Comme l’affirme Ahmed Ahmed Salem, survivant d’Um Dreiga cité dans le rapport « Los otros vuelos de la muerte » : « Tout le monde sait, cela est très clair pour moi : l’Espagne est également responsable de cette grande injustice.«
Ces bombardements s’inscrivent dans le cadre plus large du génocide sahraoui, tel que reconnu par la justice espagnole. Le 9 avril 2015, dans le cadre de la plainte déposée par l’AFAPREDESA et d’autres organisations, représentées par l’avocat Manuel Ollé, le Juge Central d’Instruction n° 5 de l’Audience Nationale espagnole, Pablo Ruz, a rendu une sentence historique. Celle-ci reconnaît que les agissements des forces marocaines contre le peuple sahraoui, incluant les bombardements de la population civile de 1976, s’inscrivent dans une entreprise criminelle systématique caractéristique d’un génocide.

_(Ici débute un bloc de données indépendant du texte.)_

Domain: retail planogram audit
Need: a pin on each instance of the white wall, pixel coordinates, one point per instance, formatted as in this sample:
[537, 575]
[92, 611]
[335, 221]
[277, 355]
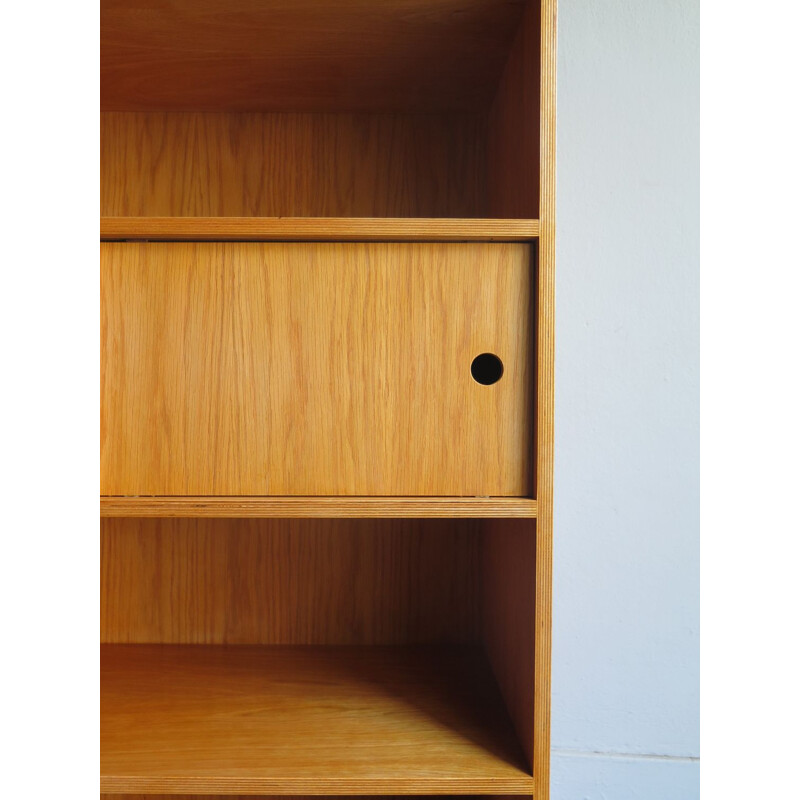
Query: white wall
[626, 637]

La résolution du juge Ruz a établi que les crimes perpétrés contre les Sahraouis – bombardements aériens de civils, utilisation d’armes prohibées, disparitions forcées, violences sexuelles, expulsion et déplacement forcé – constituent des atteintes graves au droit international humanitaire qui, par leur caractère massif et systématique, visant à détruire le groupe national sahraoui et s’emparrer de son territoire, sont constitutifs de crimes de génocide.
Cette reconnaissance judiciaire confirme ce que les survivants d’Um Dreiga n’ont cessé de dénoncer depuis cinquante ans : les bombes qui sont tombées sur leurs tentes, sur le dispensaire, sur les points d’eau, faisaient partie d’un plan délibéré d’éradication du peuple sahraoui de son territoire.

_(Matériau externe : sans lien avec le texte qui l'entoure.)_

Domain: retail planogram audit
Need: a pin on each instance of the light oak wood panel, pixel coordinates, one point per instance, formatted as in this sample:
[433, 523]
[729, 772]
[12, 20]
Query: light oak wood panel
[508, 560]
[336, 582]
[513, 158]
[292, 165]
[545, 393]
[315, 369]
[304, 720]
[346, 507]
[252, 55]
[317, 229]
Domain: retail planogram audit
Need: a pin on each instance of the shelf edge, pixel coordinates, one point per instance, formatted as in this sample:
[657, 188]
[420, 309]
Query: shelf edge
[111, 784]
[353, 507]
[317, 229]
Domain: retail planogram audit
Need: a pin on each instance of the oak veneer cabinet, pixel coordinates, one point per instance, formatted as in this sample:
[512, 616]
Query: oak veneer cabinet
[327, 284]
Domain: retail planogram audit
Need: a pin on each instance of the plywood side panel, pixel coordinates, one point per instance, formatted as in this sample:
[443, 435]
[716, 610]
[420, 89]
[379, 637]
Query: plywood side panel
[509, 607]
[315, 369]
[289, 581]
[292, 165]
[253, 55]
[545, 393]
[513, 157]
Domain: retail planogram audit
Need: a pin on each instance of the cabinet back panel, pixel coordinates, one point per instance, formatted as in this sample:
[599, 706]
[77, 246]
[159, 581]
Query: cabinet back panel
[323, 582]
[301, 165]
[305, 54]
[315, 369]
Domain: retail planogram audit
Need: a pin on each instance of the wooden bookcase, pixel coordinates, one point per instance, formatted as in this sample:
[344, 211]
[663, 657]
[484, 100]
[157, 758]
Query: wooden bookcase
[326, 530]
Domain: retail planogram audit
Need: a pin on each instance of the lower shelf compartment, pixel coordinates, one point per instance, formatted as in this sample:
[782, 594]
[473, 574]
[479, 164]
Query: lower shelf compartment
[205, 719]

Cinquante ans plus tard, les plaies restent ouvertes et béantes. Elles ne se limitent pas aux séquelles physiques et psychologiques des survivants, mais imprègnent l’identité collective du peuple sahraoui. La configuration même de nos camps de réfugiés, avec la wilaya de Dajla isolée, témoigne de la peur persistante des survols aériens.
L’AFAPREDESA insiste : ces bombardements constituent des crimes de guerre, des crimes contre l’humanité et participent d’un crime de génocide, engageant la responsabilité du Maroc et celle de l’Espagne pour ses manquements légaux et moraux.

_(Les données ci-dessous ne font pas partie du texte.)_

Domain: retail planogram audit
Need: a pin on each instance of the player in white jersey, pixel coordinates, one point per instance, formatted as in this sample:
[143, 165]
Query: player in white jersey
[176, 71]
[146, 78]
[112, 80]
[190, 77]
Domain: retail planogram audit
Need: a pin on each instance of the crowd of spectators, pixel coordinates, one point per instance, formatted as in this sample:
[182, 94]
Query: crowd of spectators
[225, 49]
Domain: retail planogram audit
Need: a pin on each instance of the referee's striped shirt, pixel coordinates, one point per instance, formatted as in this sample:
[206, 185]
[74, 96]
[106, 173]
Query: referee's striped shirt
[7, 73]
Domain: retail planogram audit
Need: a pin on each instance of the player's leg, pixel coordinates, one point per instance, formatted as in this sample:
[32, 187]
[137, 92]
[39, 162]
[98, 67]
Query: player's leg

Cinquante ans d’impunité, c’est cinquante ans de déni inacceptable. À cette occasion commémorative, l’AFAPREDESA exige :
- La reconnaissance officielle par le Maroc de sa responsabilité dans ces massacres ;
- La reconnaissance officielle par l’Espagne de sa complicité et de ses défaillances en tant que Puissance administrante ;
- Des excuses publiques sincères du Maroc et de l’Espagne, proportionnées aux souffrances endurées ;
- La création d’une commission d’enquête internationale sous l’égide des Nations Unies, pour élucider les faits, identifier toutes les victimes et consulter les archives espagnoles et marocaines sur ces attaques ;
- Des réparations intégrales pour les survivants et les familles des disparus, incluant justice, vérité et réhabilitation ;
- La fin de l’impunité et la poursuite judiciaire des responsables, quel que soit leur lieu de résidence ;
- La mise en œuvre effective des conclusions de la justice espagnole de 2015, qui a reconnu le caractère génocidaire de ces crimes.
Nous n’oublions pas. Le peuple sahraoui mérite justice et vérité. La mémoire d’Um Dreiga renforce le combat du peuple sahraoui pour la vérité, la justice, l’autodétermination et le recouvrement de sa souveraineté sur l’ensemble des territoires spoliés de Saguia el-Hamra et du Río de Oro.